The city of Edina, Minn., has surpassed a $50,000 energy savings target set as part of the first year of an efficiency program by almost $2,000, local paper The Star Tribune reports.
Changes made to those city buildings reduced energy consumption by 7.5 percent year-on-year, the paper reports.
In 2011, Edina signed a $700,000 contract with consultant McKinstry to increase energy efficiency and reduce bills at 10 city buildings. As part of the project, the consultant installed energy efficient lighting and plumbing fixtures aimed at reducing water consumption; solar panels were installed at city hall; and a number of small fixes – such as re-caulking and installing weather stripping – were made.
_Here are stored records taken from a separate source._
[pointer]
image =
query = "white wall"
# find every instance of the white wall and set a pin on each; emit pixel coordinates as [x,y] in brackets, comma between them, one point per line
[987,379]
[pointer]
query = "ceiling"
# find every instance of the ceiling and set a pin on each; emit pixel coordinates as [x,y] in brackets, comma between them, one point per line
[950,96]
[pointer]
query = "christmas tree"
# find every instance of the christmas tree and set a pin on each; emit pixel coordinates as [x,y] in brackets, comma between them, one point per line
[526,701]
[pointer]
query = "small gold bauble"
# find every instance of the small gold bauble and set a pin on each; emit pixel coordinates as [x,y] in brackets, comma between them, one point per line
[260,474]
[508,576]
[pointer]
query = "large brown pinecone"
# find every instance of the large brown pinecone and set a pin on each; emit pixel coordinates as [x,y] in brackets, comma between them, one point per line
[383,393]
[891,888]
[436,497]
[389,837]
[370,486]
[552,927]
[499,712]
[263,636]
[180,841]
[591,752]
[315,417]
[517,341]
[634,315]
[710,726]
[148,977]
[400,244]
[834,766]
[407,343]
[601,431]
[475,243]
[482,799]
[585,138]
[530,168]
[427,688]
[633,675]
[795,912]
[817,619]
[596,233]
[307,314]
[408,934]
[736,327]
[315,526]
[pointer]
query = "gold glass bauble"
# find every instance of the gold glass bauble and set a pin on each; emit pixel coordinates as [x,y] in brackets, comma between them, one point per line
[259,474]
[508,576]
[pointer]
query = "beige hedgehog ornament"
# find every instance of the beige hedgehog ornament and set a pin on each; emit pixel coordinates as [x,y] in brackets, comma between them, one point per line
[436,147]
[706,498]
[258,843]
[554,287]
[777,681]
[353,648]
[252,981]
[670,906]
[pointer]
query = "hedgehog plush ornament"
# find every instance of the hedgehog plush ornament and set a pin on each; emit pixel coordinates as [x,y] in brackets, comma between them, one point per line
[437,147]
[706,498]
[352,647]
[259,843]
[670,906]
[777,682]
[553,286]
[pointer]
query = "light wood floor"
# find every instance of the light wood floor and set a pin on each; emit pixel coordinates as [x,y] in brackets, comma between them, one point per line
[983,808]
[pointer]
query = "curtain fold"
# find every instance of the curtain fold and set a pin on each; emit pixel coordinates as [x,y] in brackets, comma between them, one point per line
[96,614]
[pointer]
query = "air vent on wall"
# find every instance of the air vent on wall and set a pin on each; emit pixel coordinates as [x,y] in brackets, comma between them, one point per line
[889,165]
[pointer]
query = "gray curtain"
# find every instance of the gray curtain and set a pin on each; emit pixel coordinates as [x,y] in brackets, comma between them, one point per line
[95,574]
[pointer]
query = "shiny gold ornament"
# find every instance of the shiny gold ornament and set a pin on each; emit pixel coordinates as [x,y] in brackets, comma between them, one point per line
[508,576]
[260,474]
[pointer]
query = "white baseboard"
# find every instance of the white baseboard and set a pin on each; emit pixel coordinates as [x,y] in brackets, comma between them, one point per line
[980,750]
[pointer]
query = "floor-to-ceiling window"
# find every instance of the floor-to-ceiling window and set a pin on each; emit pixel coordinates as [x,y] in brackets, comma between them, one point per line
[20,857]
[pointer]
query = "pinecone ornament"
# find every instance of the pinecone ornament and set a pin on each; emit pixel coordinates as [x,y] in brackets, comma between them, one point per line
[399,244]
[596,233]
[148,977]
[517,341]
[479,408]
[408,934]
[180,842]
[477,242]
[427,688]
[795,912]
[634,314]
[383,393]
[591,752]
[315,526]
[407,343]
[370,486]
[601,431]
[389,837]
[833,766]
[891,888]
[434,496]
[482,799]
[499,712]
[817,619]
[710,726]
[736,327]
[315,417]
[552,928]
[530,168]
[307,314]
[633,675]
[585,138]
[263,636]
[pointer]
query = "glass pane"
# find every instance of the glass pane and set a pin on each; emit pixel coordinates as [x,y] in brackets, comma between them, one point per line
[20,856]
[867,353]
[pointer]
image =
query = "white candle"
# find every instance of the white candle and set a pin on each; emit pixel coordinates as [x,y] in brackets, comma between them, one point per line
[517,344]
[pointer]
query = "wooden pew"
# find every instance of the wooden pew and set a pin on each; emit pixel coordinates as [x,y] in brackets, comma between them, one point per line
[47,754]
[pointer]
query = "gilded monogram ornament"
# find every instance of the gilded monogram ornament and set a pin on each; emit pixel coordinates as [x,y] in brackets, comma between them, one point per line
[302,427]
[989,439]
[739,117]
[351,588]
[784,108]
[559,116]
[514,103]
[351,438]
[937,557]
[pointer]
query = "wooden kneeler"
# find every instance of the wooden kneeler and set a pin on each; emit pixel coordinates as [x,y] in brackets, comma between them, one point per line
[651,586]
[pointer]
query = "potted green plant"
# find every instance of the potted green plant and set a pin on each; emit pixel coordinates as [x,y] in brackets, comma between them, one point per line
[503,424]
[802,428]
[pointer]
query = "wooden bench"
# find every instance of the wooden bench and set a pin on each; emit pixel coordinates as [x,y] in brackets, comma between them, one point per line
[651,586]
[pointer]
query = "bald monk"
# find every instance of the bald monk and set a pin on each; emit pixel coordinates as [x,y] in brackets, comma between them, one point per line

Lighting changes contributed around 65 percent of the savings, changes to the building envelope contributed around 28 percent of the savings, water conservation measures contributed around 6 percent, and the solar panels contributed around 2 percent.
McKinstry guarantees the city savings of $50,000 a year – enough to service the debt on the contract. City manager Scott Neal described the progress as “successful” explaining that the city was just looking to break even, and that anything extra is a bonus.
In August, The Advance School District in Advance, Mo., hired McKinstry for a series of energy efficiency upgrades across all schools in the district. McKinstry helped the district secure funding for the project through the Missouri Department of Natural Resources for a lighting retrofit that is expected to save the district nearly $13,000 a year on its utility bill. Lights were replaced in all classrooms, the library, hallways, the gymnasium and the exterior.